Banyak sumber memberitakan bahwa Aceh menerapkan syariat Islam sejak tahun 2001
hingga sekarang. Sungguh ini sangat keliru, sedikit kita buka lembaran sejarah
bahwa Aceh sudah menerapkan syariat Islam jauh sebelum para penjajah datang.
Hingga Sultan
Iskandar Muda menjadi contoh teladan bagi para pemimpin. Saat Sultan Iskandar Muda menetapkan hukum
rajam kepada anak kandungnya. Banyak yang mengusulkan hukuman cadangan untuk
anaknya tersebut selaku pewaris tahta, tapi demi memastikan tegaknya syariat
Islam sikap tegas harus tetap berlaku untuk keluarganya sendiri.
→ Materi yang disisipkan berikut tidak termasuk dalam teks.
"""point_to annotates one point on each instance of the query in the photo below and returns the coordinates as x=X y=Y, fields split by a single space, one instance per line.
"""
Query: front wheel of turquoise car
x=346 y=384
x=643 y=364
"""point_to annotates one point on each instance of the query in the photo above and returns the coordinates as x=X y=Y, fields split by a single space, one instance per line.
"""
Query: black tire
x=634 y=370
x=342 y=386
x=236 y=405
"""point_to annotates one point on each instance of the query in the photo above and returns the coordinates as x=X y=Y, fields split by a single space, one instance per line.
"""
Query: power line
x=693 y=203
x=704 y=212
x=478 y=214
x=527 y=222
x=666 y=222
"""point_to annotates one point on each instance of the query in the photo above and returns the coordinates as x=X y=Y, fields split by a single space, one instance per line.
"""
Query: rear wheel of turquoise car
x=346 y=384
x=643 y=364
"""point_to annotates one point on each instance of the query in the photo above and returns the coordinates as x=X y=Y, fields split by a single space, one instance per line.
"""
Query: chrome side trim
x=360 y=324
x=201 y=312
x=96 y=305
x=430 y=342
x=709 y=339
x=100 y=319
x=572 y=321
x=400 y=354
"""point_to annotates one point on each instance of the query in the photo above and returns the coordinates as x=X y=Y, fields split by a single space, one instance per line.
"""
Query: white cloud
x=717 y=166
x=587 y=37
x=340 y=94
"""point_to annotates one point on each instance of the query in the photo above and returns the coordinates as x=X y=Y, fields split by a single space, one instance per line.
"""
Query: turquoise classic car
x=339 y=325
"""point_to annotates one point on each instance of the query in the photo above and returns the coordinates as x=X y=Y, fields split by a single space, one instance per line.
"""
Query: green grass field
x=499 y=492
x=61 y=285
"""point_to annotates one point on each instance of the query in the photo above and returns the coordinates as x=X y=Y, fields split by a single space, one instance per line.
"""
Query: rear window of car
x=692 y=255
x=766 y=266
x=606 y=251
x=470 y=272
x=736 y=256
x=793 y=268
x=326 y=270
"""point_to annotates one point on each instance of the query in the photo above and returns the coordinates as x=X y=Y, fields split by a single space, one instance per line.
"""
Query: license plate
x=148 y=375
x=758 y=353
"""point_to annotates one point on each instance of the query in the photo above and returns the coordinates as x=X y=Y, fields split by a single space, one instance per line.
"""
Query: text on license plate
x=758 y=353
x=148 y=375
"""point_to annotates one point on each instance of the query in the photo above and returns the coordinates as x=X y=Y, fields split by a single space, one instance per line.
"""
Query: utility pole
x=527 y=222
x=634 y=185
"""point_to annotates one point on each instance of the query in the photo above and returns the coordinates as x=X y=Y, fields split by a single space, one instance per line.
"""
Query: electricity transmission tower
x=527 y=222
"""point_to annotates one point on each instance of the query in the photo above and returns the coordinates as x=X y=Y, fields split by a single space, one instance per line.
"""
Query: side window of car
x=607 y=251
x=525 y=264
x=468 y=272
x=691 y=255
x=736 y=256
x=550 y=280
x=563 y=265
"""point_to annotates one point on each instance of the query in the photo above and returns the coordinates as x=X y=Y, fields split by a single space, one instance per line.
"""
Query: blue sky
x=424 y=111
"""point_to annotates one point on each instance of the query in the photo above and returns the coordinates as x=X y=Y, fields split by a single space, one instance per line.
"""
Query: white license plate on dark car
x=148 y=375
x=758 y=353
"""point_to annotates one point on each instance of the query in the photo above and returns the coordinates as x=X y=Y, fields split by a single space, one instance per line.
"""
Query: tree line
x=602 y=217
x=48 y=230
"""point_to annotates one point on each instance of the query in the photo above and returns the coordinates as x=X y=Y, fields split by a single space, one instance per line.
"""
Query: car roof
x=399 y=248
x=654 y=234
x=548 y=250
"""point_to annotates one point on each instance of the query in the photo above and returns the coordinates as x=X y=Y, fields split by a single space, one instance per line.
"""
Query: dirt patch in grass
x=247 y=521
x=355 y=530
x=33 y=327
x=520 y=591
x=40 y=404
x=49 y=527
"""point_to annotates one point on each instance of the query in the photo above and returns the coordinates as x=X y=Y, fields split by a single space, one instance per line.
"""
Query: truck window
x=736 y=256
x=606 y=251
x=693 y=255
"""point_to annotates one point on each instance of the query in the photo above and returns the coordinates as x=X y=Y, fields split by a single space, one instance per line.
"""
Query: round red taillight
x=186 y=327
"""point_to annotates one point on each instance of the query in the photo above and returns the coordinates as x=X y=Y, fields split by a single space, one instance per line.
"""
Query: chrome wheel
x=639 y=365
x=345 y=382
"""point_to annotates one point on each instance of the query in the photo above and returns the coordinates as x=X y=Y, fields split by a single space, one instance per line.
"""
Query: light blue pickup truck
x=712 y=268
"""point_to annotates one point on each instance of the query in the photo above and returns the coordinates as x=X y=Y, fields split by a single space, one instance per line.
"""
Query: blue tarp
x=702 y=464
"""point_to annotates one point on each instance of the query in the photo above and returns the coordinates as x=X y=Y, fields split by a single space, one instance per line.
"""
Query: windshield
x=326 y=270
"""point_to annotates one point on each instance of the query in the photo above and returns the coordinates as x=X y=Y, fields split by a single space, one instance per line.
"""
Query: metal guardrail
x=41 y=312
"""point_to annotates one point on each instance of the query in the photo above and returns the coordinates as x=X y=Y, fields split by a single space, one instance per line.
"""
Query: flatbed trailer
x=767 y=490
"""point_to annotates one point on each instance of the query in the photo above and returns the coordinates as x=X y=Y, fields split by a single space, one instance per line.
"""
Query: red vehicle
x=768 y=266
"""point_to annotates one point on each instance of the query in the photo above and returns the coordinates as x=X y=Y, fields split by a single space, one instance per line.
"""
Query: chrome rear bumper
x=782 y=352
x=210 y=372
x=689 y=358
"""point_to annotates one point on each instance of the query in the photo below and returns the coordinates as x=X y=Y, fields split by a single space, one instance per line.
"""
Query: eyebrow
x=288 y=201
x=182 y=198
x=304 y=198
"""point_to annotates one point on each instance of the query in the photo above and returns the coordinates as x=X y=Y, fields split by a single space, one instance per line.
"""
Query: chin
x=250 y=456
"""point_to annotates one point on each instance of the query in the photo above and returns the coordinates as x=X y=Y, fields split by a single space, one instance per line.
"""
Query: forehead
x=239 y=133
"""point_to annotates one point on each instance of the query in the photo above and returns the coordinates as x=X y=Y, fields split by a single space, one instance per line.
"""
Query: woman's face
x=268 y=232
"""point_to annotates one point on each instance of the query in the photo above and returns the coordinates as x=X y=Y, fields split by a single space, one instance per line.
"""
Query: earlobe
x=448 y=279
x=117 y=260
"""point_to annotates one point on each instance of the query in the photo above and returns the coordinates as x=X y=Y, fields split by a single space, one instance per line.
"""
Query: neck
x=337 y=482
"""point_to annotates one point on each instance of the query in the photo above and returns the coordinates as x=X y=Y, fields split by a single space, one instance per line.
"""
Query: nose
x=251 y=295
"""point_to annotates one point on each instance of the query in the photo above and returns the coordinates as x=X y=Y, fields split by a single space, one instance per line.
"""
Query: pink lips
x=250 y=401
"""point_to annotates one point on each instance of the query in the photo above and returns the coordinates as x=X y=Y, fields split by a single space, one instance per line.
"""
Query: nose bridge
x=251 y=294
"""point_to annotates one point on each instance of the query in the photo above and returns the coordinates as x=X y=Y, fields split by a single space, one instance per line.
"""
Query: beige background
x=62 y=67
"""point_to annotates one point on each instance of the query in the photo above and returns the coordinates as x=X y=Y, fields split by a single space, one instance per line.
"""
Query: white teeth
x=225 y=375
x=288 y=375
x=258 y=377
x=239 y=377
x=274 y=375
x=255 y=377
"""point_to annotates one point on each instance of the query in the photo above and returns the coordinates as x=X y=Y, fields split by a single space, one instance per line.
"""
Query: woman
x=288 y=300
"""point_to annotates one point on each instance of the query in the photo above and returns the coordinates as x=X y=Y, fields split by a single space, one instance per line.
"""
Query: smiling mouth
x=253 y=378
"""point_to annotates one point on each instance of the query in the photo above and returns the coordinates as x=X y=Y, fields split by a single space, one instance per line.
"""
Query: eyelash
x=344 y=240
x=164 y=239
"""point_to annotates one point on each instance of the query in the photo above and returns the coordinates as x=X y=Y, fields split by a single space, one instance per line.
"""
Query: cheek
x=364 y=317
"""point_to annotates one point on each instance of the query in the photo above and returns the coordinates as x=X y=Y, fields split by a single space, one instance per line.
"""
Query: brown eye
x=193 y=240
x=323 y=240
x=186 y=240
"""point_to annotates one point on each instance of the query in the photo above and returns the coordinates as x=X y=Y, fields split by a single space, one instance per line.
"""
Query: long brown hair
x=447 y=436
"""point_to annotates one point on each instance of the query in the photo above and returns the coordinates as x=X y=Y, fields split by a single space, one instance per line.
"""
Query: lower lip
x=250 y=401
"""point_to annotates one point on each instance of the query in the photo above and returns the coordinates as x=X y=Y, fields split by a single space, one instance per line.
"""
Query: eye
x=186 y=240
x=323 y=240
Sebuah contoh teladan yang patut diikuti oleh pemimpin
kita saat ini, sikap patriot yang sangat tegas dari seorang pemimpin yang tidak
kenal perbedaan dalam menegakkan sebuah aturan. Sikap yang sudah hampir tidak
mungkin kita dapati lagi pada pemerintahan di masa kebangkrutan moral seperti
saat ini.
Tulisan ini bukan ingin meninggikan daerah Aceh di
atas daerah lain. Tapi melihat kita bangsa Indonesia yang mayoritas beragama
Islam sudah sepatutnya berjalan sesuai syariat Islam. Mustahil syariat Islam
diterapkan oleh agama lain. Bahkan tak sedikit mereka non-Muslim yang menjalankan
aturan Islam. Seperti halnya ibadah puasa, banyak non-Muslim yang menjadikan
puasa sebagai solusi kesehatan bagi yang bermasalah pada berat badan dan sakit.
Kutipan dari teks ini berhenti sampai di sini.